É, parece que alguma coisa não está indo muito bem! Você fica sem graça ao ver seus amigos falando sobre vitórias, por não ter suas histórias para contar. Você ainda tenta justificar para si mesmo que é só uma questão de tempo para as vitórias acontecerem, mas começa a ouvir a voz da consciência lhe dizendo que alguma coisa está errada.

O mais forte é a sensação de que você nasceu para uma felicidade que ainda não encontrou. É a impressão de que existe algo melhor à sua espera, que precisa ser alcançado com urgência. Sente que você está ficando para trás e desperdiçando as oportunidades da vida. Ao mesmo tempo em que o desconforto aumenta, a voz do medo começa a martelar a consciência: “Para que largar minhas coisas?”, “Para que me matar no trabalho se eles não valorizam?”, “Quando for promovido, mostrarei minha competência”, “Para que me preocupar com minha namorada se tem tantas querendo sair comigo?”

A cabeça escuta duas vozes. Uma diz para avançar e pagar o preço: “Vá em frente!”. A outra diz: “Você não precisa disso! Relaxe que ainda não chegou a hora. Deixe as coisas como estão!”. Essas vozes vão se repetindo em nossa cabeça, exatamente como aquela cena em que a gente perde um pênalti no fim do campeonato da escola. A gente fecha os olhos e a cena aparece. Liga a TV e a cena aparece. Isso gera uma angústia tão grande que as pessoas que não têm coragem de avançar de verdade na vida começam a tentar calar essas vozes. E fazem isso, muitas vezes, apelando ao álcool, ao exagero na comida e até mesmo às drogas.

Tudo isso são coisas que só calam as vozes por alguns momentos.
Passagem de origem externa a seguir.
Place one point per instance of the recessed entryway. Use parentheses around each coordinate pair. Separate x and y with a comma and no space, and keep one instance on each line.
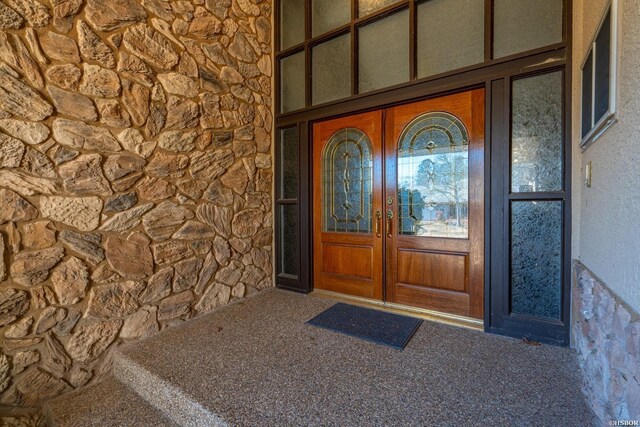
(399,204)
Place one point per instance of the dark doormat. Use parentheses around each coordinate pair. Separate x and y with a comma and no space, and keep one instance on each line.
(371,325)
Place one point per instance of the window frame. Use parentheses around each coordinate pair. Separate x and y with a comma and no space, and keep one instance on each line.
(598,128)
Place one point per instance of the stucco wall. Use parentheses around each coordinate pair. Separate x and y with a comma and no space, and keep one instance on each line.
(135,176)
(607,227)
(606,285)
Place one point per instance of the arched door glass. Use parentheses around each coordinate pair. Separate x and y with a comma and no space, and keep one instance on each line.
(347,182)
(433,177)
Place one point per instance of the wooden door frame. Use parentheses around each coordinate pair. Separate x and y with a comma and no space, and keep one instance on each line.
(470,301)
(371,124)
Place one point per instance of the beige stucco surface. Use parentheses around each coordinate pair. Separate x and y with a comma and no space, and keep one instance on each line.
(606,225)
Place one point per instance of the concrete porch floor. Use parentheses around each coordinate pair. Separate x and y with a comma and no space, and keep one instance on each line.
(257,363)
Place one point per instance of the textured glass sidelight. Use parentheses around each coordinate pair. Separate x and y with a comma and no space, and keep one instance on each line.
(291,23)
(450,35)
(536,258)
(366,7)
(292,96)
(289,239)
(328,15)
(289,163)
(537,134)
(332,69)
(433,177)
(347,182)
(522,25)
(384,52)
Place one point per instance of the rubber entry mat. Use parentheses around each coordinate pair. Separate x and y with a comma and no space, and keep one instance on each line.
(376,326)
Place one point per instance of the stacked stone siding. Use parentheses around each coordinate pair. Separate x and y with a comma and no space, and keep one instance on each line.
(135,176)
(606,335)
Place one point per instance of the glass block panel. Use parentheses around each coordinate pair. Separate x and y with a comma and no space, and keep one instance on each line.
(289,239)
(536,258)
(332,70)
(536,134)
(366,7)
(384,52)
(289,163)
(433,177)
(291,23)
(292,95)
(587,90)
(522,25)
(328,15)
(347,182)
(450,35)
(603,71)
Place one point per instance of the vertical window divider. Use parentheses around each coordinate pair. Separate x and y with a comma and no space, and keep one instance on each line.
(488,30)
(307,50)
(354,49)
(593,85)
(413,35)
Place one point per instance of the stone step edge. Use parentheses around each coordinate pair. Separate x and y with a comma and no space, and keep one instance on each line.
(172,401)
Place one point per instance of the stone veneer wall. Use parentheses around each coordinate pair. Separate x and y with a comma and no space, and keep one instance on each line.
(135,176)
(606,335)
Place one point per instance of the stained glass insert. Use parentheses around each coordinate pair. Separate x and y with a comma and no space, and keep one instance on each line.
(536,134)
(433,177)
(347,182)
(536,258)
(289,163)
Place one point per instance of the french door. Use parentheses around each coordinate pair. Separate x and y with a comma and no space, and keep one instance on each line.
(399,204)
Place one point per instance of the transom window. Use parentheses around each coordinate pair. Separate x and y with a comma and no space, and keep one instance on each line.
(333,49)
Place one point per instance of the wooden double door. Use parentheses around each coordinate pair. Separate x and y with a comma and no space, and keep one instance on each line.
(399,204)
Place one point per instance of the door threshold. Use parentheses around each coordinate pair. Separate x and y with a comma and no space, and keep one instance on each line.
(421,313)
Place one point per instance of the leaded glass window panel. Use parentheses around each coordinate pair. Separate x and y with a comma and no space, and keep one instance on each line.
(537,134)
(347,187)
(433,177)
(536,258)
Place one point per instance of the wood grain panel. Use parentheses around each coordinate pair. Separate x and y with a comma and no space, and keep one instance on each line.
(433,299)
(433,269)
(347,260)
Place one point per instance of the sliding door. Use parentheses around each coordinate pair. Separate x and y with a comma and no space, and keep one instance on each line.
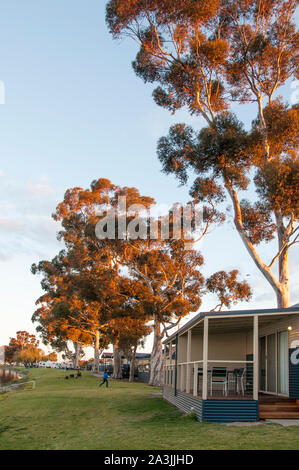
(283,363)
(273,360)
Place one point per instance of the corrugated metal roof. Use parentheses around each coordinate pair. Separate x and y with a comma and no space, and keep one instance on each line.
(232,313)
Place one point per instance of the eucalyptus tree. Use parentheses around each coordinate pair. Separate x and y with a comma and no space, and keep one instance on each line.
(204,56)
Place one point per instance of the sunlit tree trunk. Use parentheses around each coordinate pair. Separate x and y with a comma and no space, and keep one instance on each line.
(280,285)
(132,365)
(96,352)
(116,363)
(283,294)
(156,371)
(76,356)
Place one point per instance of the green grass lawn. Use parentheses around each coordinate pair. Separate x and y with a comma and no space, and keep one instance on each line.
(76,414)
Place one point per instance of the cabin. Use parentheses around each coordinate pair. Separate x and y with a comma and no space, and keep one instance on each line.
(238,365)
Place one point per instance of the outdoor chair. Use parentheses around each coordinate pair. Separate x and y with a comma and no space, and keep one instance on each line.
(219,376)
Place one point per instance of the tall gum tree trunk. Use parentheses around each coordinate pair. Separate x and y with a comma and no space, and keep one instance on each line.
(76,357)
(132,366)
(96,367)
(283,296)
(116,363)
(156,372)
(281,285)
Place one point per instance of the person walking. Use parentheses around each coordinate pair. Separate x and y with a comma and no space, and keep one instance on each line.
(105,379)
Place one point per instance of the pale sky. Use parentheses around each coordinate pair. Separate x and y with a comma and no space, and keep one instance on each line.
(75,111)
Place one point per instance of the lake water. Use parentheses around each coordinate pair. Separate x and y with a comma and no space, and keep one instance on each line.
(8,375)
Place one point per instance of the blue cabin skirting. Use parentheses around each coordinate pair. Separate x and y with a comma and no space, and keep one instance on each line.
(214,411)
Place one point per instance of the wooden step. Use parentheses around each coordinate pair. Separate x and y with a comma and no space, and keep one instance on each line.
(280,407)
(279,414)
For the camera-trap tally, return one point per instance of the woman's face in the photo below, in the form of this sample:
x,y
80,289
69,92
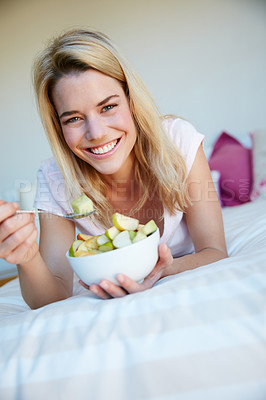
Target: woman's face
x,y
96,120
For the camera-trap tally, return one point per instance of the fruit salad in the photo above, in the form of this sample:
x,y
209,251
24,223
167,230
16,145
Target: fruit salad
x,y
124,232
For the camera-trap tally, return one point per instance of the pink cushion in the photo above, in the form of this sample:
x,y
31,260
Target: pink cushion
x,y
234,163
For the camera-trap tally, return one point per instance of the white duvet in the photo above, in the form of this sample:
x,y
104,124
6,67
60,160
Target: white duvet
x,y
199,335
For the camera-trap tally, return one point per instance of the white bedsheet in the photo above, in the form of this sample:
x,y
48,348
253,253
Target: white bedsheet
x,y
197,335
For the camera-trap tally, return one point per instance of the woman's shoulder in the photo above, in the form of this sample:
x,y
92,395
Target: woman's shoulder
x,y
179,129
185,137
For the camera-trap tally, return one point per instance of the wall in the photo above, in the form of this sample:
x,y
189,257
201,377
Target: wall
x,y
204,60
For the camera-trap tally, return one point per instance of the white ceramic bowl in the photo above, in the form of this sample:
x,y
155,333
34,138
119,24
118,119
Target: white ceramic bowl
x,y
136,261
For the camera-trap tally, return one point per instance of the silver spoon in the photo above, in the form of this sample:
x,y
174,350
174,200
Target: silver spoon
x,y
67,216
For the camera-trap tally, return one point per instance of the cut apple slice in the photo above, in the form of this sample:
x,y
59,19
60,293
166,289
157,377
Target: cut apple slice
x,y
108,246
82,205
122,223
112,232
74,247
132,234
148,228
85,253
90,244
82,236
122,240
139,236
102,239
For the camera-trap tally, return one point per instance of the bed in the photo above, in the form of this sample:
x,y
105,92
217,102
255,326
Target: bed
x,y
197,335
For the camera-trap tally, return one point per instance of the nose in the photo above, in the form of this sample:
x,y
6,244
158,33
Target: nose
x,y
95,128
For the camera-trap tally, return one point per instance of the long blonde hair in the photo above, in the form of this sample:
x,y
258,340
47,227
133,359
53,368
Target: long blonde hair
x,y
159,166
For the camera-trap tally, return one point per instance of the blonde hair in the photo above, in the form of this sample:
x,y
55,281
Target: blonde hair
x,y
159,166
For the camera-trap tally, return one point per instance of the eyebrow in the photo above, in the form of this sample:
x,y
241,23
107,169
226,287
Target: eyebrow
x,y
104,101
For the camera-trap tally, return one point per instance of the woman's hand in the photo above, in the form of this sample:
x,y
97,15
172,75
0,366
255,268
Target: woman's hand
x,y
18,234
108,290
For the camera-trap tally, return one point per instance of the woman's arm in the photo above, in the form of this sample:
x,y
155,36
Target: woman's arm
x,y
43,270
48,277
205,225
204,220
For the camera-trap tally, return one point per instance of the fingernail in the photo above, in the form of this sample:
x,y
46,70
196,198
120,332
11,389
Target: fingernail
x,y
104,285
120,278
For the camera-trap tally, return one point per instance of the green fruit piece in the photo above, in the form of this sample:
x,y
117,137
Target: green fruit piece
x,y
122,240
132,235
139,236
112,232
149,228
102,239
85,253
82,205
90,244
106,247
74,247
122,223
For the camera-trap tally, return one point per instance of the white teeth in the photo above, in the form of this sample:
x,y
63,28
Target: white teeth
x,y
104,149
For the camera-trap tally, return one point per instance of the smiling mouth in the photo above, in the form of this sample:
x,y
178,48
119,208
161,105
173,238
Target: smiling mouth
x,y
104,149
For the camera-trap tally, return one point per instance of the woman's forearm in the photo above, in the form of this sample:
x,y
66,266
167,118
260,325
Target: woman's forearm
x,y
38,286
192,261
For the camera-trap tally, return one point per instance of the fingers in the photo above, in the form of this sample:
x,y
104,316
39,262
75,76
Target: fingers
x,y
108,290
17,234
165,256
7,210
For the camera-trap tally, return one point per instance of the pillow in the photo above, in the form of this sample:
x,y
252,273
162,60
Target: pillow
x,y
259,164
233,161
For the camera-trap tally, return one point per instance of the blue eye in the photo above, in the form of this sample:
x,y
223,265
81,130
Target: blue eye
x,y
109,107
71,120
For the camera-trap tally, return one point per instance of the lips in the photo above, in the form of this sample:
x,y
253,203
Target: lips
x,y
105,149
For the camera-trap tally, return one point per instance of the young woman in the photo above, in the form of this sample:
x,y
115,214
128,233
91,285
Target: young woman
x,y
109,142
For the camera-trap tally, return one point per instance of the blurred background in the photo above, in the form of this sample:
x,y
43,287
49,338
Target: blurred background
x,y
204,60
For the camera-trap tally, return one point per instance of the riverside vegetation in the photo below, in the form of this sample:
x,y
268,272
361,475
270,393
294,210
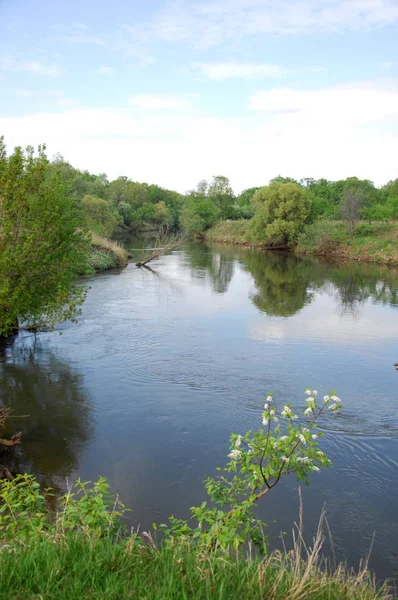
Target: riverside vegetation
x,y
55,222
83,550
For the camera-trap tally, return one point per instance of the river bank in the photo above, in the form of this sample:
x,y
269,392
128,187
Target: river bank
x,y
375,242
83,566
104,254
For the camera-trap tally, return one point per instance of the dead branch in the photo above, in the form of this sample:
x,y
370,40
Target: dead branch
x,y
5,473
14,441
5,414
162,245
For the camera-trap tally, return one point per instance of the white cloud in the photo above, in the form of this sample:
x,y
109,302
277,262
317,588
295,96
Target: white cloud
x,y
235,70
387,65
160,102
333,135
208,23
79,34
68,102
31,66
232,70
348,106
104,70
22,92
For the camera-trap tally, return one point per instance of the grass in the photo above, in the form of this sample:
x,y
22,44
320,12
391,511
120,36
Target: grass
x,y
77,566
229,232
373,242
105,254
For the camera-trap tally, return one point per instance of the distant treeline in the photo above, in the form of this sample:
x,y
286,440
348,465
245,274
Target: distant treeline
x,y
109,205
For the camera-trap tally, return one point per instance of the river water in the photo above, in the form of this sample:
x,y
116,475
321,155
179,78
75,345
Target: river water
x,y
163,365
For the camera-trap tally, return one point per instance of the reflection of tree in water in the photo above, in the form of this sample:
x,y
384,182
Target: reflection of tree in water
x,y
357,283
282,281
218,265
285,282
34,382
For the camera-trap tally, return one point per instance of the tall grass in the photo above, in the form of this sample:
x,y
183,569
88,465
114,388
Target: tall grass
x,y
79,566
105,254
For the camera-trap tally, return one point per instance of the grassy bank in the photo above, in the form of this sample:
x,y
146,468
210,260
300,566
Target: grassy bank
x,y
105,254
79,566
229,232
375,242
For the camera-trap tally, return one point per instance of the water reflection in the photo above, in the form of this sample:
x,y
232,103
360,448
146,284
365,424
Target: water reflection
x,y
285,283
51,408
217,266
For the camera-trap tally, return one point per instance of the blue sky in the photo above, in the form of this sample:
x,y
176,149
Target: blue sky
x,y
174,92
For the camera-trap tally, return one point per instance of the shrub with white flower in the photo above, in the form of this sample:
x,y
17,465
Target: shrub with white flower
x,y
258,462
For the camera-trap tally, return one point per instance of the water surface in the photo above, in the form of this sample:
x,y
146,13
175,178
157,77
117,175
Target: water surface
x,y
163,364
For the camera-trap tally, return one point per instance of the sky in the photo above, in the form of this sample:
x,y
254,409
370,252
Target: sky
x,y
175,92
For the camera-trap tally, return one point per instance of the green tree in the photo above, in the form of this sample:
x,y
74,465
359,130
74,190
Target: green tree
x,y
221,194
199,213
43,242
99,215
281,211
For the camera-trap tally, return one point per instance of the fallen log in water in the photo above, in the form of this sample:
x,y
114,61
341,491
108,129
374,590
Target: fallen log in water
x,y
162,245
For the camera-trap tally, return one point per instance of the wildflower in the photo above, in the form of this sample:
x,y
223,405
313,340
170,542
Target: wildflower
x,y
238,441
235,454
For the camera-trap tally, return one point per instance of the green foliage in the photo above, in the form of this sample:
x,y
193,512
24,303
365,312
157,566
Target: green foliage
x,y
245,198
99,215
221,194
76,567
323,236
98,260
199,213
89,508
259,459
23,512
42,242
281,211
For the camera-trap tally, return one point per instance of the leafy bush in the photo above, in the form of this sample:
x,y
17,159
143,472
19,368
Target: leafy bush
x,y
258,461
322,236
86,508
281,211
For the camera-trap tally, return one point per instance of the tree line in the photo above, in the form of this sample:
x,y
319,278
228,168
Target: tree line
x,y
48,207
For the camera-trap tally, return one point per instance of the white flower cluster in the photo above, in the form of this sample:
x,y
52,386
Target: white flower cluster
x,y
287,412
334,402
235,454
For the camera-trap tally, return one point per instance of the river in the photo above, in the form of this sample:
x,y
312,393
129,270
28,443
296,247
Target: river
x,y
164,364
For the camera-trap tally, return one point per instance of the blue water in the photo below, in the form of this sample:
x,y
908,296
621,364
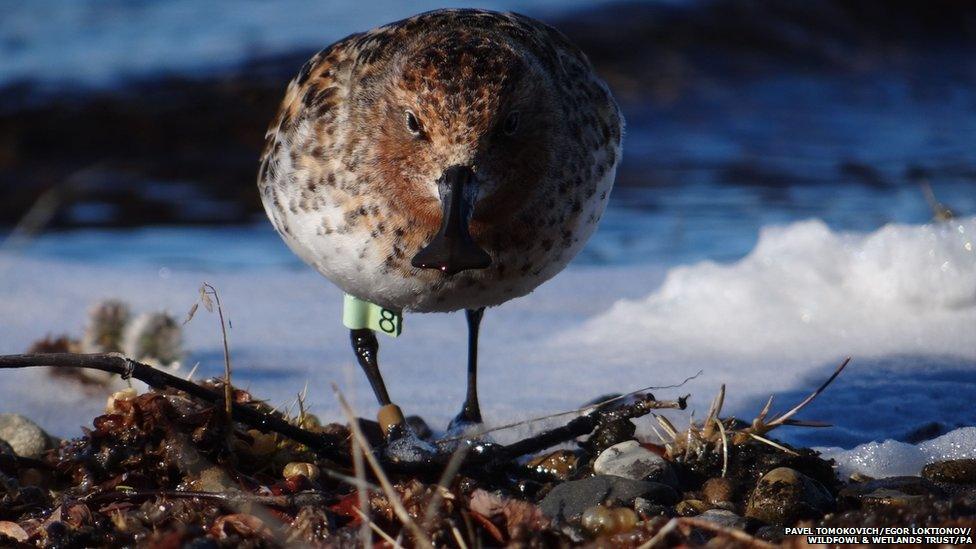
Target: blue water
x,y
664,225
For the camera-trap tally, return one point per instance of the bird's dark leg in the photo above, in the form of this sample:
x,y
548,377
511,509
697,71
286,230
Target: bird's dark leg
x,y
471,411
367,348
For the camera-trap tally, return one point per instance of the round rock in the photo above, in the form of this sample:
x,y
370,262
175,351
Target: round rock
x,y
629,459
955,471
717,490
785,495
23,435
568,500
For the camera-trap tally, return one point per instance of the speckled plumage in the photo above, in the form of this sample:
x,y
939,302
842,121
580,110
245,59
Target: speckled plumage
x,y
354,193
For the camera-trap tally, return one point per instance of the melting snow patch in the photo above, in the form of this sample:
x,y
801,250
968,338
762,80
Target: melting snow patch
x,y
892,458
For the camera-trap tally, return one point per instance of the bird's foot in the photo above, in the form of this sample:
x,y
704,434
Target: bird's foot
x,y
467,431
404,446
No dia seguinte, elas voltam com mais cobranças: “Por que você bebeu desse jeito? Não vê que está gordo de dar dó? Como você pensa que vai sair dessa?” Você percebe que nada acalma sua ansiedade. Nada disso é solução. O único caminho é escutar a voz do coração e seguir em frente.
Toda mudança importante é precedida por uma situação de crise. As coisas que você valorizava já não o satisfazem, mas você hesita em se desfazer delas com medo de sentir falta. Isso é natural. Agora você quer outras coisas. Quer vencer na vida, ser importante, ser feliz. Seus anseios aumentaram, mas ao mesmo tempo as chances de conseguir um lugar ao sol são restritas, a competição é intensa e os desafios, imensos.

Há momentos repletos de contradições e dúvidas. Essa situação lembra certos filmes de aventura, como Indiana Jones e O Senhor dos Anéis, nos quais o protagonista vive uma rotina vazia até receber um chamado que o faz arrumar as malas e partir com uma missão. Então, o protagonista é submetido a uma série de provações, que o mitólogo Joseph Campbell chama de jornada do herói.

No final, para quem batalha, o prêmio é uma grande descoberta pessoal, com a elevação de sua vida para um patamar de maior satisfação e realização. Se você está recebendo um chamado da sua consciência para ser tudo o que tem potencial de ser, a única solução é fazer as malas e embarcar na aventura da sua vida.